In 1987, the big pictures included Jill Godmilow’s “Waiting for the Moon,” Lizzie Borden’s “Working Girls” and Gary Walkow’s “The Trouble With Dick.” If the two women have not been able to break through with important new projects, it has not been for lack of trying, and I’ve no idea what’s become of Walkow or most of the other directors from that year. Tim Hunter, whose “River’s Edge” was shown then, continues on his way, but he was already an established talent by that time.

PROBABLY THE LOW POINT was 1988, when Rob Nilsson (whereabouts currently unknown to me) won the top prize for his black-and-white video transfer “Heat and Sunlight,” a work of considerable integrity but extremely limited appeal, as was the case with nearly everything else that season.

Then “sex, lies & videotape,””True Love” and “Heathers” all emerged from the 1989 festival, and nothing has been the same since then. Every year, there are a handful of films (actually an unusually large number this year) that get picked up for distribution, and a couple of directors who go on to make another film within a year or two.

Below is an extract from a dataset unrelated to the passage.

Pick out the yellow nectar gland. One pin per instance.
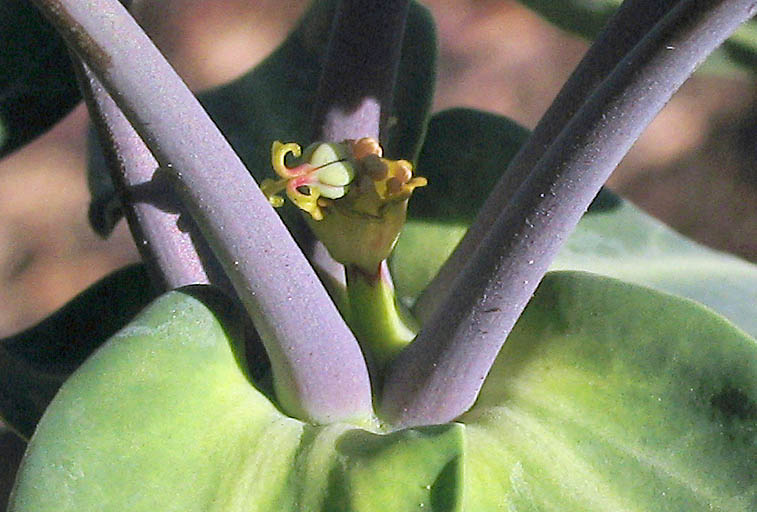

But it’s much more difficult to make a second feature than a first, and the sheer number of filmmakers who have managed the considerable feat of placing one film at Sundance but have never come up for a second at-bat is staggering.

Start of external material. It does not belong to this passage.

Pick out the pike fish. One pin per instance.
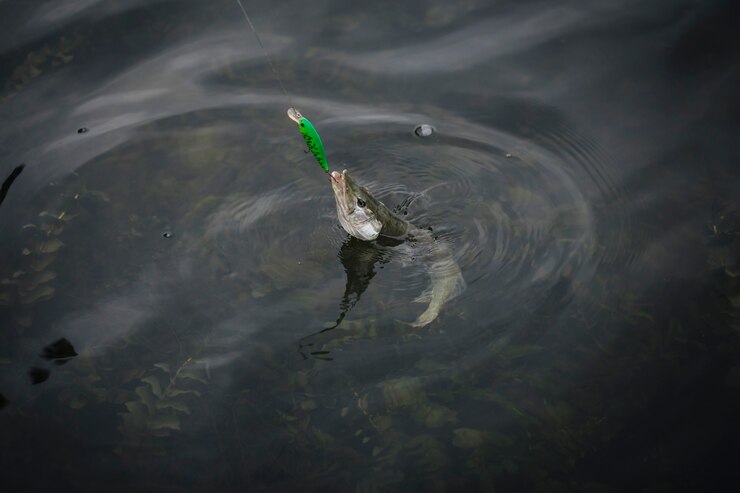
(366, 218)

I WAS A BIT MORE RESERVED this year about the competition entries than some of my colleagues. I can’t really argue with the jury, which awarded its top prize to Tom Noonan’s precise, elegant, well-acted “What Happened Was.” I also liked the lewd, irreverent grunginess of Kevin Smith’s “Clerks”; the energy and acting , if not the intent, of Boaz Yakin’s “Fresh”; the visual elegance and shrewdness of Scott McGehee and David Siegel’s “Suture”; the compressed intensity of Lodge Kerrigan’s “Clean, Shaven”; the vibrant performances of Renee Humphrey and Alicia Witt in Rafal Zielinski’s “Fun”; the sweetness and evocation of milieu in Rose Troche’s too-slight “Go Fish”; and the regional specificity of Paul Zehrer’s “Blessing,” which was the only reminder this year of the farm and ranch pictures that used to fill the screens at Sundance.

And, uniquely, there was Steve James, Fred Marx and Peter Gilbert’s epic documentary “Hoop Dreams,” which does what only young documentarians can afford to do — follow their subjects for years, thereby conveying a sense of lives being lived and destinies being carved in a way that few dramatic features can ever hope to achieve.